Even President Clinton said, “So you’ve got this crazy system where, all of a sudden, 25 million more people have health care, and then the people who are out there busting it, sometimes 60 hours a week, wind up with their premiums doubled and their coverage cut in half. It’s the craziest thing in the world.”

He was right.

Americans are now spending a larger portion of their paychecks on health insurance because in this sluggish economy, medical costs are increasing faster than their stagnant salaries. In 2006, 6.5 percent of workers’ paychecks went to pay premiums and deductibles. That grew to 8.4 percent in 2010, and to 10.1 percent in 2015. The biggest supplier of medical insurance is employers, and due to the rising costs of Obamacare, more money is coming out of employees’ paychecks to cover medical costs.

Many people have seen their work hours cut drastically so that their employers won’t have to pay for their health care.

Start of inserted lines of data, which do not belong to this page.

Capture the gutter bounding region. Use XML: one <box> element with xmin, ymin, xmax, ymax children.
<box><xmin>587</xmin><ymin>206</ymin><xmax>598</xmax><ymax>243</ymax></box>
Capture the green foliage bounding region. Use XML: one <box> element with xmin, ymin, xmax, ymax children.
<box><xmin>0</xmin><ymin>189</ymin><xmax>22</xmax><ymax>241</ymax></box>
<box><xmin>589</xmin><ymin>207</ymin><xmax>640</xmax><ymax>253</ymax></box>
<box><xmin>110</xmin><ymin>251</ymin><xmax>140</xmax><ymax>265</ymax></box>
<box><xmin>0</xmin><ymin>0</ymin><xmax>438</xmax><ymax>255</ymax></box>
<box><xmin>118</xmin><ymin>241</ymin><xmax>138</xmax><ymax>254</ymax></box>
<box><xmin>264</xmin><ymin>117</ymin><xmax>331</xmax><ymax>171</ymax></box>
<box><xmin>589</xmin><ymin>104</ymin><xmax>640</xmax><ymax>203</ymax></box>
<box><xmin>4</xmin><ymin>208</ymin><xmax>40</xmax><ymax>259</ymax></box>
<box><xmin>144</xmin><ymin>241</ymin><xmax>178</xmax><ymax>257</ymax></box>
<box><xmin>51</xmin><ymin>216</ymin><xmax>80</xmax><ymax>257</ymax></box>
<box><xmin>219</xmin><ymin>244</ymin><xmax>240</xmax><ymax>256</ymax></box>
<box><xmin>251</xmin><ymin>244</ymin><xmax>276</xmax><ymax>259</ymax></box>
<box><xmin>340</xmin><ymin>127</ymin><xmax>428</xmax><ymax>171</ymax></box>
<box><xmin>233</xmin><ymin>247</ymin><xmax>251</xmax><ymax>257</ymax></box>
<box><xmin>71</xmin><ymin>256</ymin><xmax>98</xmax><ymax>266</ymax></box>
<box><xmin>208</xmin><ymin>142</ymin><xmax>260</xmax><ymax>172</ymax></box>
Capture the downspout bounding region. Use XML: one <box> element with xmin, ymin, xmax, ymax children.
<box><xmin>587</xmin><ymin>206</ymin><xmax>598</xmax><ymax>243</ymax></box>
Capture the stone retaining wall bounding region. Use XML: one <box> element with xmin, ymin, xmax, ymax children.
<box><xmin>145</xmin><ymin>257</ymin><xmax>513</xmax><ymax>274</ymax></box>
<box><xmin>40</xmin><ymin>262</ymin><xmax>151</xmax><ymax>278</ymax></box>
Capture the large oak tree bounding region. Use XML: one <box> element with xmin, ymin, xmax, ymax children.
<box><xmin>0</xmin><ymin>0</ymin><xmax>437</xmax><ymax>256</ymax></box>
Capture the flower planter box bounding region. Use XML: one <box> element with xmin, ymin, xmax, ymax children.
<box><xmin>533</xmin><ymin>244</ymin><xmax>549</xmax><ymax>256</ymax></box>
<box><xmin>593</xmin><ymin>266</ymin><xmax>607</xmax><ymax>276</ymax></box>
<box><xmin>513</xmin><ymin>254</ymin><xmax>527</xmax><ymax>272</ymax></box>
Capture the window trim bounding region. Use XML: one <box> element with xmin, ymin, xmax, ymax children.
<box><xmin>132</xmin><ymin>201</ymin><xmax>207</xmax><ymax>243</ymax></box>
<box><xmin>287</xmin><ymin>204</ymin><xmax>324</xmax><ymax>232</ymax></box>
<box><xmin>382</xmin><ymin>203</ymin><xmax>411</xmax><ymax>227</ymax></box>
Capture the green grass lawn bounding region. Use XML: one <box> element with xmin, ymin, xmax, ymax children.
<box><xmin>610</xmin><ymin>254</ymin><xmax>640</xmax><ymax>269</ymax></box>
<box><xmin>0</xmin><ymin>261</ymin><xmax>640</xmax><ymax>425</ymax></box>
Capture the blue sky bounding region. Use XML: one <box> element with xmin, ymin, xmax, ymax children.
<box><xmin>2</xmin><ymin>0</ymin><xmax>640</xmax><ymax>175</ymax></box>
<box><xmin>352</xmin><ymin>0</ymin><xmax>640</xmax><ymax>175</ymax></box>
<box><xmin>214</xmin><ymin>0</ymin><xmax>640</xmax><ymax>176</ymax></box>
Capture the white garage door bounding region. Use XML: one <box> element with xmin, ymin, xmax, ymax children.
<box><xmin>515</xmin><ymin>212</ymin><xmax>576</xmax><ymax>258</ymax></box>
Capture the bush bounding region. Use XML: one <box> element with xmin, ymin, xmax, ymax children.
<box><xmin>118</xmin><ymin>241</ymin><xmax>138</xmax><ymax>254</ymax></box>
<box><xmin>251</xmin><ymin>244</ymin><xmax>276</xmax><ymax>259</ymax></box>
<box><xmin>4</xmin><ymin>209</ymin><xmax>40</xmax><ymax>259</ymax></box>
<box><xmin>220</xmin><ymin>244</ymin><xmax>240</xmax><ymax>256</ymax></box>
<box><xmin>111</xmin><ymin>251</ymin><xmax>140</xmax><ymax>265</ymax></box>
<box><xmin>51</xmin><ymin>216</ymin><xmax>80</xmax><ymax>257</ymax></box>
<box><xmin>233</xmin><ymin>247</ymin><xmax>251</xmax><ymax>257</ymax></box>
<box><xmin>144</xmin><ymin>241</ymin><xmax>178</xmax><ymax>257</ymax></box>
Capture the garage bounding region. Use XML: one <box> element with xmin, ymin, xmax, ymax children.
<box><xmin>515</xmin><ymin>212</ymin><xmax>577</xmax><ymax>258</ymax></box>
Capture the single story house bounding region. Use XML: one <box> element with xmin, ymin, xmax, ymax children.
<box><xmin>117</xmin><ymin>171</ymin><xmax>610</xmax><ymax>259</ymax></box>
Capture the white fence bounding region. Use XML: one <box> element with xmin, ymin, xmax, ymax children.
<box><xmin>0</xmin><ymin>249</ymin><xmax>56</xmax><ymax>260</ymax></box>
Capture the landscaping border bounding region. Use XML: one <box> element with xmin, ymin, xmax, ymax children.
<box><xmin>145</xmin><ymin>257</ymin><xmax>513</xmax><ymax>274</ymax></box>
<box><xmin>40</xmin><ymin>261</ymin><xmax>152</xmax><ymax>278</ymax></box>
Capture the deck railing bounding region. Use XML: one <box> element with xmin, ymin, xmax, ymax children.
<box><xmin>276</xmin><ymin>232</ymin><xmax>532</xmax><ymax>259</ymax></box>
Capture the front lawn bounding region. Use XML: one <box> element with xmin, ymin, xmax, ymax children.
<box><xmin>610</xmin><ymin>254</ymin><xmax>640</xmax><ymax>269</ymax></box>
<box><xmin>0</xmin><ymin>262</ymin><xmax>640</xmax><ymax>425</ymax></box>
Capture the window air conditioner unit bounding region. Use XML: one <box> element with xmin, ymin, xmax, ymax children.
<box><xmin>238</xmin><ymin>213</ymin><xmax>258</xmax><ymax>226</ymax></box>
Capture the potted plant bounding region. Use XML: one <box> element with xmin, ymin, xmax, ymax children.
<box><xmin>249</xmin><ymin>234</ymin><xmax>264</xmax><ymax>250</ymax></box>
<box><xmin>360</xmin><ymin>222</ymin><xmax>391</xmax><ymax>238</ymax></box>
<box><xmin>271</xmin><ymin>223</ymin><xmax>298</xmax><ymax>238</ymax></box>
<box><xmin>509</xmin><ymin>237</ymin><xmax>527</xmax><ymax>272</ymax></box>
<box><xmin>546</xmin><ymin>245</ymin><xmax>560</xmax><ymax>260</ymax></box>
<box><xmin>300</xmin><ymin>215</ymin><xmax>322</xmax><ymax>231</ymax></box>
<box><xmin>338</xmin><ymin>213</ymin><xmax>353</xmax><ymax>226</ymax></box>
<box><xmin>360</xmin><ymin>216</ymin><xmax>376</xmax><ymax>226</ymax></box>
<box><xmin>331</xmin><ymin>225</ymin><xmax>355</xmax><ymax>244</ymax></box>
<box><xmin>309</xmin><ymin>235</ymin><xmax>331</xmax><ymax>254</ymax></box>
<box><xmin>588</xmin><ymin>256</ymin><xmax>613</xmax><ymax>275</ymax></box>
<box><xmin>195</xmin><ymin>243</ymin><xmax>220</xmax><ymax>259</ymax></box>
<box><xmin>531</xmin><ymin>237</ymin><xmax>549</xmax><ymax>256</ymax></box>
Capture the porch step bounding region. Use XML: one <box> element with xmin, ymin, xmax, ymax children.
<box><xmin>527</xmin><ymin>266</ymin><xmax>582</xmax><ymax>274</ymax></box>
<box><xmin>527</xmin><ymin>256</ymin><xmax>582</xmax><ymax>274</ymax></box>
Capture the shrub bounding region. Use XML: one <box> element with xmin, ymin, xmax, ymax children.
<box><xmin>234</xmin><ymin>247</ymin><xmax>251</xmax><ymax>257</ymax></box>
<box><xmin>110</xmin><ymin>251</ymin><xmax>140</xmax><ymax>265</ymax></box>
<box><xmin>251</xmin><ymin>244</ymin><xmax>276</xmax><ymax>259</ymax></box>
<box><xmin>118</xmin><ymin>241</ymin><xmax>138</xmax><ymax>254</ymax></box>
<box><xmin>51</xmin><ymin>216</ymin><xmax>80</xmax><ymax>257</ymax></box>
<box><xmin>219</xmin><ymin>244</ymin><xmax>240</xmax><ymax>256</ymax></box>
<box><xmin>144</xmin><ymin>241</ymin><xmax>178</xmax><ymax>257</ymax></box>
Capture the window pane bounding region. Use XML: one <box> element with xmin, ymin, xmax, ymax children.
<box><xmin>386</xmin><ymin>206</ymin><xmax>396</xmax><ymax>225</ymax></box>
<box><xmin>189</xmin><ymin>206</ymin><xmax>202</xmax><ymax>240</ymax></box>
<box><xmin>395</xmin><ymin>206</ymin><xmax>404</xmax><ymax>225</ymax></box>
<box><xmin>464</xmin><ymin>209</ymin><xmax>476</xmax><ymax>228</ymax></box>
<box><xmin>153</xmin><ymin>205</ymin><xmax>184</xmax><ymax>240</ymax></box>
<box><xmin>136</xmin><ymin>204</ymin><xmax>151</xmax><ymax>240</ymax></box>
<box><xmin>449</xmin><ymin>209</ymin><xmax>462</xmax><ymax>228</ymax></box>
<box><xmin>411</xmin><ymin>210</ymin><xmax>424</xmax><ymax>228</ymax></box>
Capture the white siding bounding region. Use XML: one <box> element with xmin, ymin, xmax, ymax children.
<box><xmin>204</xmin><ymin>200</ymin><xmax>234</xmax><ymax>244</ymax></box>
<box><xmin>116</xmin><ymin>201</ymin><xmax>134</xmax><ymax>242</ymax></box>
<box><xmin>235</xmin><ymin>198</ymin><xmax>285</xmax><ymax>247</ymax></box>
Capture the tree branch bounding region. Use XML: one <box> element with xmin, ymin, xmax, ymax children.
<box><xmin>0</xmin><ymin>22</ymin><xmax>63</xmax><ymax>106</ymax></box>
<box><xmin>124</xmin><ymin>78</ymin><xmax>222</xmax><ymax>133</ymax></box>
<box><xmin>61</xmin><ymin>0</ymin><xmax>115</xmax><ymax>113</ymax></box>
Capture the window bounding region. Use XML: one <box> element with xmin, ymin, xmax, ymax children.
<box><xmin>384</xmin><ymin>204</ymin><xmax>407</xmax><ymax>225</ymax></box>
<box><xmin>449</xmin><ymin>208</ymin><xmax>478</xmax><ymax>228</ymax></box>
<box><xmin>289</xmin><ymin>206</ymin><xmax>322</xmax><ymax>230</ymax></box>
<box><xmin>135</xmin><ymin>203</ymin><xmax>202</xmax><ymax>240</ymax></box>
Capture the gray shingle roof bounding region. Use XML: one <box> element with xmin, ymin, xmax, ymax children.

Nonsupervisory employees are logging an average of 30 hours per week, the shortest retail workweek since early 2010, when Obamacare was enacted. These are the facts, Mr. President.

Now he has the audacity to tell Americans not to worry, because there will be subsidies. Again, who do you think will be paying for them? Taxpayers. Obamacare is a mess because the president didn’t care enough to cooperate with Republicans on a workable health care program. Now it will have to be fixed by the next president.

This, coupled of course with the new emails uncovered by the FBI, could be the ammunition Donald Trump needs in the key swing states to try to salvage his campaign and become the next president. It’s time for the Republican Party to offer a plan to repeal the Affordable Health Care Act. House Speaker Paul Ryan has said that Republicans are working on a deal that would replace it “with real, patient-centered solutions that fit your needs and your budget. We don’t have to accept this kind of sticker shock.”

Ryan is right. The American public has been deceived by the big lies that constitute Obamacare. Now that Obama is on his way out, let’s hope the program follows him.